3 min read

Weathering Life

Winter 2026
Weathering Life
Photo by Maëva Vigier / Unsplash

by Angie Tangen

There was a time when my mind felt plugged into a script I didn’t write. I was off-and-on depressed, disconnected, medicated, and easily triggered. I lived in self-sabotaging mental loops that had me gripping onto feelings of grief, anger, shame, and bitterness. I often found myself powerless, yet I was deeply unaware that another way of living was even possible, let alone within my reach.

Most days were spent sitting at a desk or lying in bed. Movement didn’t exist in my life unless it was something done to me - weekly chiropractic visits, massage, gadgets, surgeries, you name it - they were all external attempts to fix pain no one could touch but me. I had been reaching outward for quick fixes because I hadn’t learned to sit with myself and my pain.

My world had grown small from repeating patterns of rejecting and withholding love. I had very few friends, mostly because I didn’t know how to be one to myself. I made little to no effort to evolve, and my body mirrored this mental state. My life force was depleting slowly, and hospital visits increased. My body was decaying, and I was unaware I was causing its destruction.

In 2023, something shifted very quietly and intuitively. I remember specifically one evening, I had gotten down on the floor to stretch and had paired this movement with cannabis. Together, they opened something inside me. As I stretched, I felt this electricity moving through my body like systems coming back online. I stayed with myself in those moments, intentionally present.

My body, dormant for years, began to express aliveness again. It felt like my bones were rattling awake. This was the start of my revival.

The curiosity of what happened inside my body led me down a path of learning about human fascia, the connective web that runs through our bodies, carrying sensation, energy, and memory.

It all made sense to me. I hadn’t just been physically still; I had been internally bound. Movement wasn’t about burning calories or fixing myself anymore — it was communication. Awakening.

Discipline and routine arrived unexpectedly.
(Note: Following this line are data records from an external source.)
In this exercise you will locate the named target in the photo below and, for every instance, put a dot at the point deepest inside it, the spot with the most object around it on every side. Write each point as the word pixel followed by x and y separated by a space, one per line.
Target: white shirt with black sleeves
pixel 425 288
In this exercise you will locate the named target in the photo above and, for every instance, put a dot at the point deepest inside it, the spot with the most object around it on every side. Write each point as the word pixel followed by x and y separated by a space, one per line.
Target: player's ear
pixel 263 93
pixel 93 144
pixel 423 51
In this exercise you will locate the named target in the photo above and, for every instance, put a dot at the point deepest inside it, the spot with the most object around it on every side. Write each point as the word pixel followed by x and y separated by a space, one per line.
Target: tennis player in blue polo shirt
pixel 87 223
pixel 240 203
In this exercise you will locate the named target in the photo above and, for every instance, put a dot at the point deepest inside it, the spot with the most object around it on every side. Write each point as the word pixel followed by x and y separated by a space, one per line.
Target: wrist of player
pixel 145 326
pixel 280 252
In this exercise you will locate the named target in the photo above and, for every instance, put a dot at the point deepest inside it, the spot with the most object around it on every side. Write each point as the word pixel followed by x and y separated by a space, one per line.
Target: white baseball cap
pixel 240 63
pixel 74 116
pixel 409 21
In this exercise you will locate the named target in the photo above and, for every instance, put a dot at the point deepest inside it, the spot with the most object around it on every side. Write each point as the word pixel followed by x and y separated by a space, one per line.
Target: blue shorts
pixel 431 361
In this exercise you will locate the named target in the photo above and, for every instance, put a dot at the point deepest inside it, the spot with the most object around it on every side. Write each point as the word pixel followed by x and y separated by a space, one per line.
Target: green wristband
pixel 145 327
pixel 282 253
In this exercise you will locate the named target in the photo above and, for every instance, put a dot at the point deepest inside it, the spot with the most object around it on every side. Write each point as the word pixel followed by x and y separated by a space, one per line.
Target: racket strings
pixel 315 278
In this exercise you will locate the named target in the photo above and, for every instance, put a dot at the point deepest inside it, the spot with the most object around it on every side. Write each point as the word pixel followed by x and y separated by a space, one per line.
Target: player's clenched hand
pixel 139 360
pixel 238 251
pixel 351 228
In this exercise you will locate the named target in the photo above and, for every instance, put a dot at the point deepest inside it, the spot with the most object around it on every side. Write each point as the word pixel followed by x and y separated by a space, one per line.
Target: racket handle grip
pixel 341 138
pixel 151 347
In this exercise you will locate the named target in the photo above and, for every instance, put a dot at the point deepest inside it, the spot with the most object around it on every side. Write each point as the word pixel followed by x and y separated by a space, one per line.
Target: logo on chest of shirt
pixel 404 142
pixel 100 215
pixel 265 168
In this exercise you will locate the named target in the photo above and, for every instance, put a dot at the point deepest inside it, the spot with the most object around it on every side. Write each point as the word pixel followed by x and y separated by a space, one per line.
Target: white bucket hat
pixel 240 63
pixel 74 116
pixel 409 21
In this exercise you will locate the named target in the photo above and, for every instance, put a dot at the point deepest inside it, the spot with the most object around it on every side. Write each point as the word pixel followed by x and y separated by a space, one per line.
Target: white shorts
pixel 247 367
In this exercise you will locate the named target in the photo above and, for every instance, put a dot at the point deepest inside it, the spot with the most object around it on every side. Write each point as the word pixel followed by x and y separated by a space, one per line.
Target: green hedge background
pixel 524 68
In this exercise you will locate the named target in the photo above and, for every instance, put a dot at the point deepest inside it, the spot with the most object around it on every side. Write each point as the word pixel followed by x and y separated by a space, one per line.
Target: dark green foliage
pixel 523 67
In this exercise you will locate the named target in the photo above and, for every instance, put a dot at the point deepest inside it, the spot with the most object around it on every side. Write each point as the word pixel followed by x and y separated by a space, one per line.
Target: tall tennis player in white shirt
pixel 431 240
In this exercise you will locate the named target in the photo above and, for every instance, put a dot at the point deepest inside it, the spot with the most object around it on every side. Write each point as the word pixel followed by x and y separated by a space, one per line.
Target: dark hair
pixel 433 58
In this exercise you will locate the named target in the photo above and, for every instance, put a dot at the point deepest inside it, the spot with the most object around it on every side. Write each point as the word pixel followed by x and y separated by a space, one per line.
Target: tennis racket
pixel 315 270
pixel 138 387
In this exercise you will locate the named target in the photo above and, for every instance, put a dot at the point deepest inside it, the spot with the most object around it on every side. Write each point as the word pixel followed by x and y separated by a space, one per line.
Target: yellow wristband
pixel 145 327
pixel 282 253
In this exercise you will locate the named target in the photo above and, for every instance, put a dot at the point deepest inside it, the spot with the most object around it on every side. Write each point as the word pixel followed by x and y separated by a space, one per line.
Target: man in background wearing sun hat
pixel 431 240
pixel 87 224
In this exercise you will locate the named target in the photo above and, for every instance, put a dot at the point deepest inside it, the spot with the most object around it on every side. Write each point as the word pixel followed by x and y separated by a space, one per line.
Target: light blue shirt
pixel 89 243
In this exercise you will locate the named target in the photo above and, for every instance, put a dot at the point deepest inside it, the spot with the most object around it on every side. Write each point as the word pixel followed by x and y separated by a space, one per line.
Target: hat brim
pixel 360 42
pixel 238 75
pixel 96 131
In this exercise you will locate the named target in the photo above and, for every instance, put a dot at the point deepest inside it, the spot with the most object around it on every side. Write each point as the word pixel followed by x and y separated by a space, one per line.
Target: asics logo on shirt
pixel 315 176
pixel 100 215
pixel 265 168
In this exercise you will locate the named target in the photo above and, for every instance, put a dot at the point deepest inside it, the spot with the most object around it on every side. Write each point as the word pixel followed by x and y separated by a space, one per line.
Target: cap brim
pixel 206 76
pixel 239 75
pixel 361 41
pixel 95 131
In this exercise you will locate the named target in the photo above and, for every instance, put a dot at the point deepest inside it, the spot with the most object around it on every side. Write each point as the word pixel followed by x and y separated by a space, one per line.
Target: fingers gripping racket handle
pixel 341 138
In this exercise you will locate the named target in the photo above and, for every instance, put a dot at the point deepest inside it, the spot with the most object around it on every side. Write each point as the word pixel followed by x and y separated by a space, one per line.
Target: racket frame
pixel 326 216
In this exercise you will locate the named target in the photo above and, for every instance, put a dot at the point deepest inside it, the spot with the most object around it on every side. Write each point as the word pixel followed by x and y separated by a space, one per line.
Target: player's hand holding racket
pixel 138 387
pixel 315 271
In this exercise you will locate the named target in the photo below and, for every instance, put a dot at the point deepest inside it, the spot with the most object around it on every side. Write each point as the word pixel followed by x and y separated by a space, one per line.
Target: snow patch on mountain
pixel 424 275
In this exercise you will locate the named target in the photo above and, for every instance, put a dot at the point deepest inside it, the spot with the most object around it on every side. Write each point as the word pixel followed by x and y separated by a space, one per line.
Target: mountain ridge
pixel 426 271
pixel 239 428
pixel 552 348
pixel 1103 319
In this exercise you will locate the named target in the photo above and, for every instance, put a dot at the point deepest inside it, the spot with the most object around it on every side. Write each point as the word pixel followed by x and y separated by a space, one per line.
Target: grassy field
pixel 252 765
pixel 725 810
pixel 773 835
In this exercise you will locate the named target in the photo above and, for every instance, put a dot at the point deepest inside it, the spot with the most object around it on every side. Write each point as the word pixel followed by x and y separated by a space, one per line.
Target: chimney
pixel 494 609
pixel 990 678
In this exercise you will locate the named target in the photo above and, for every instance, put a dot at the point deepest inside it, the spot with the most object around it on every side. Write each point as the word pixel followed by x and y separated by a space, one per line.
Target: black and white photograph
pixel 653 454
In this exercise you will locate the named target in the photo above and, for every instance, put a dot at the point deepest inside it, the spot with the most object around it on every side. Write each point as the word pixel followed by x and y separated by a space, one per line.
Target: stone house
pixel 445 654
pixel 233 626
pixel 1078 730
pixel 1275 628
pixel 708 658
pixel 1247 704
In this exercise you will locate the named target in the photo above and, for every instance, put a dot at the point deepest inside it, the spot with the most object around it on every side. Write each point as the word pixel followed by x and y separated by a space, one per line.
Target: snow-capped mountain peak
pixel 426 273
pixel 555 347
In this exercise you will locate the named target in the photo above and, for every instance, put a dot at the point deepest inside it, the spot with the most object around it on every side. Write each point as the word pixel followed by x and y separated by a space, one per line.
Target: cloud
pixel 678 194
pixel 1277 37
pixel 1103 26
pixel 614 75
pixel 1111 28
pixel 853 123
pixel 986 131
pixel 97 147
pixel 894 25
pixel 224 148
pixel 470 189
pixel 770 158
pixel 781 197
I didn’t know I was searching for them, but somehow I knew I needed structure to support this new relationship with my body. I created daily “non-negotiables” movement, fresh air, nutrition, water, and reading or listening to something that would teach me something new. I tracked them, not as punishment, but as devotion to my own homecoming.

It started simply with a commitment to show up differently for my dog. Every day, no matter the weather, I got into the habit of getting outside with my dog. What was good for him was good for me — fresh air and movement became our daily dose of happiness.

After a year of building accountability, this movement led me to a 30-day running challenge that eventually led me to a gym membership. Joining a gym led me to pick up weights for the first time in my life. I didn’t know what I was doing, and I decided not to let that stop me. Curiosity replaced self-judgment. Learning replaced fear. Confidence replaced shame and hiding. Over a year has passed, and I have shed close to 70lbs and 25% of my body fat. All without a plan — I just started moving and re-wiring my subconscious mind one day at a time.

Today, my life feels aligned, and most days I feel empowered. When discomfort arises, I don’t immediately look outside myself for relief and am learning to stay with myself. The changes within my mind and body allow me to be less reactive. I’ve become my own best friend, which has allowed me to be a more understanding and loving friend to others. My insides match my outsides, which feels like a new form of freedom I’d been searching for.

I respect my body as the temple it is, while still allowing myself to enjoy many forms of nourishment in this human experience. Movement is no longer something I force — it is something that sustains me.

What I’ve learned is this: A stagnant body creates a stagnant mind. Trust and accountability in myself were earned through consistency. My health is the result of hundreds of small, often unremarkable decisions to invest in myself. If I had tried to plan this journey, it wouldn’t have unfolded the way it did. To get unstuck, I needed to get to the root of my pain, and intentional movement coupled with cannabis, sparked a remembering within that led me back home to myself, deeply rooted in faith and spirituality.

Movement propelled my healing and awakening. Movement, in all its forms, gave me my life back, and I believe personal revival can lead to global revival.